Vintage Clay Pot Snowman Ornaments (steps) - CraftsbyAmanda.comMake hangers from rusty wire. :)

Vintage Clay Pot Snowman Ornaments - CraftsbyAmanda.com

Vintage Clay Pot Snowman Ornaments

Rating: 51

Vintage Clay Pot Snowman Ornaments

What you need:

  • 2" clay pots
  • Gesso or white paint
  • Ivory or white fabric
  • Mod Podge Antique matte
  • Colored patterned fabric
  • Fine point black Sharpie
  • Paint: pink, black, orange
  • Rusted wire
  • Round nose pliers

What you do:

  1. Paint clay pots with Gesso or white paint.
  2. Trace bottom of clay pot on the ivory fabric. Cut out the circle and fold in half then in half again. Cut the tip off to create a hole in the middle of the circle. Decoupage this circle to the bottom of the pot.
  3. Decoupage ivory fabric onto the sides of the clay pot.
  4. Decoupage patterned fabric onto the rim of the pot.
  5. Apply a coat of decoupage over the entire pot and rim and let dry completely.
  6. Use scruffy brush dipped in pink paint, excess paint dabbed off on a paper towel, to add cheeks.
  7. Use the handle end of the brush dipped in black paint to add eyes. Use a Sharpie to draw on mouths. Add nose with orange paint. Let the paint dry completely then add another layer of decoupage.
  8. Make ornament hangers from rusty wire by bending a length of wire in half and creating a loop. Then twist the wire below the loop together. Insert the twisted end into the hole in the bottom of the pot. Squeeze the loop together so that you can push the loop almost all the way through the hole. This will give you enough room to coil the twisted end of the wire around your round nose pliers to keep the hanger from coming back through the hole. Push the loop back up through the hole and widen the loop again.
http://craftsbyamanda.com/2012/12/vintage-clay-pot-snowman-ornaments.html

Comments

    • says

      It’s funny, when I wrote this up and then read through it I thought about explaining why I paint the pots and then dismissed it LOL! I’ll add it to the post, but to answer your question… the reason that I paint them white or with gesso first is because the natural color of the pot is dark. Therefore, with the light colored fabric, it can be a bit transparent sometimes, depending on the material. Painting the pots first also hides any blemishes the pots may have, OR if you are recycling a pot from a previous project it’s a great way to create a “new slate” so to speak. :) So no, you don’t HAVE to paint them first, however I prefer to have a white canvas to work on when dealing with light colored fabrics :)

  1. Bob'sGal says

    Oh Amanda….. you have sparked my creative Jeans… :D We grow Orchids as a hobby and needless to say are repotting to larger pots several times a year with various plants…. I fear my husband will be missing a few pots this coming January…..! ;D

  2. Maryellen Webber says

    I found your blog post from Craft Gossip and I just love your
    clay pot snowmen. I am inspired to make one. Thanks for writing such
    clear directions on how to make them!

    Merry Christmas!
    Maryellen Webber

  3. Nancy D says

    This is adorable! I came here via craftgossip.com because this project looked so cute. I happen to have a 3 pack of these little pots I bought from the dollar store. I had no idea what I was going to do with them, now I know :) I think I might add a bell inside, just cause I have them! The good thing about snowmen is they can be out playing all winter! Thanks for sharing this!

  4. Karen V says

    I just LOVE your site. I find myself making (or trying to make) so many of your great crafts. You don’t need a lot of “artistic” ability, either :) I LOVE the clay pot snowmen. How cute and easy (??) they look. I even have the pots, from a project I didn’t make. With your expertise, can you just paint them instead? I don’t have scrap fabric around the house. I don’t know how to sew either :D. That’s another day … another chapter.

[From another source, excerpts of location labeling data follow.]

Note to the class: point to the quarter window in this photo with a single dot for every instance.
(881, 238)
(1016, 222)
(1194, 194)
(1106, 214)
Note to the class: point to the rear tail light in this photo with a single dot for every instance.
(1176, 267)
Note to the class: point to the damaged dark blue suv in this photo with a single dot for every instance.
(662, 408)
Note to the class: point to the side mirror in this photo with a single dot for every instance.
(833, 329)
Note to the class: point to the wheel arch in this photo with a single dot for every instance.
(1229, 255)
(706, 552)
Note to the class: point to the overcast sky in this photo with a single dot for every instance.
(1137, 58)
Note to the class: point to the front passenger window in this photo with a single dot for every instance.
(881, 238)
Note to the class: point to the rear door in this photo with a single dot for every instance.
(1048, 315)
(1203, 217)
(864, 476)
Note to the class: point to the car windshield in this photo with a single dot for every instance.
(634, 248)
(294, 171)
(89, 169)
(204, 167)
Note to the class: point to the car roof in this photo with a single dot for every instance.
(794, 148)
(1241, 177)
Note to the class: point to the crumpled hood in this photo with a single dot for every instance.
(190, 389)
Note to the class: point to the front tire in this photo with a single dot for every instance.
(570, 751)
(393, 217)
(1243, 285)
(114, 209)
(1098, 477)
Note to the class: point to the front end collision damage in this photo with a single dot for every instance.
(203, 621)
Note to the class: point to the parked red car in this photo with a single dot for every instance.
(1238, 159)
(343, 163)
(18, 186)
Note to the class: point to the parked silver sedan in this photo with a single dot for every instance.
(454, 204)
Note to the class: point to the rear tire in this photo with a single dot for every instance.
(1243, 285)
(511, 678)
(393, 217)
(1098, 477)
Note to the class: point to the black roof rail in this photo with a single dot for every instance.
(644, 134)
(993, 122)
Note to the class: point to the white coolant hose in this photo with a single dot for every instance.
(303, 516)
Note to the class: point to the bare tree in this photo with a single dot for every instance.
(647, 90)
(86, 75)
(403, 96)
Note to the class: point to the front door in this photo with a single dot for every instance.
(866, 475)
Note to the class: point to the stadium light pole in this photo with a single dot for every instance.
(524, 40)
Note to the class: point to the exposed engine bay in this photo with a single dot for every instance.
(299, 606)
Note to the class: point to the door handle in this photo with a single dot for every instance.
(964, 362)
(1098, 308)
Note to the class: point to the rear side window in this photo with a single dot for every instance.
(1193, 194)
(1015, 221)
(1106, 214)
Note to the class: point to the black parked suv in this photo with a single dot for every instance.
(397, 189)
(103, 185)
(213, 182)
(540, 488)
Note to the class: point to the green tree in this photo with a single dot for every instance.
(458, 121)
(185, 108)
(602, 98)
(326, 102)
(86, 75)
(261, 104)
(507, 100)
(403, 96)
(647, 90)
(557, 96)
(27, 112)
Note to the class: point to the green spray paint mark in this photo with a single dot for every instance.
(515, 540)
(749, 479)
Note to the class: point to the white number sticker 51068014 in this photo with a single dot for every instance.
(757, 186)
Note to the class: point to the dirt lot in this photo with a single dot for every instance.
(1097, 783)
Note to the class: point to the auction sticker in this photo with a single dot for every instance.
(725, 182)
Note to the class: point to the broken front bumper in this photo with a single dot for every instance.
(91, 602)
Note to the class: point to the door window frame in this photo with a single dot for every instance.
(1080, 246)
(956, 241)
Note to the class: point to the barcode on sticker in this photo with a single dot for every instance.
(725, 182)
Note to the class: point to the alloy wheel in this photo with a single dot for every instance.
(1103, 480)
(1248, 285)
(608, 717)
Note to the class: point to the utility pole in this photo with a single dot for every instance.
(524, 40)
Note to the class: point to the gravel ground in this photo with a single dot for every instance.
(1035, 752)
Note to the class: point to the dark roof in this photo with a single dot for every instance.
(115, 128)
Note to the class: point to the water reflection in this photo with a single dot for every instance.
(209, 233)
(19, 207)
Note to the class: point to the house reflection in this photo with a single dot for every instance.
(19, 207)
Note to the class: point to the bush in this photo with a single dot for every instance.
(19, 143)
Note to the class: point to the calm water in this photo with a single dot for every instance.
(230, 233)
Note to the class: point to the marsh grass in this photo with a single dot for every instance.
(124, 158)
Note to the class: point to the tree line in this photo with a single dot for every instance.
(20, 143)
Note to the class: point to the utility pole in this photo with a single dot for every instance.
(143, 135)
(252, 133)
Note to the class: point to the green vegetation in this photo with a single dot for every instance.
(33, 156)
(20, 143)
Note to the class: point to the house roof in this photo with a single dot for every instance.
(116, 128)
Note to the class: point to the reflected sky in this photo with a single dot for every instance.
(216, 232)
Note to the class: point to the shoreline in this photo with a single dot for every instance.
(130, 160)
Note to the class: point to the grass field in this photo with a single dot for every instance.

  5. jeanie peterson saez says

    I did a variation. Painted pots white, added styrofoam balls for a head – and threaded a jingle bell inside. Felt scarf and hat ( plus face, of course) made a snowman while yarn hair and bits of lace made an angel. The finishing touch was wings made of shells from a local beach. Each one sounds a little different. Kids love to “play tunes” on them.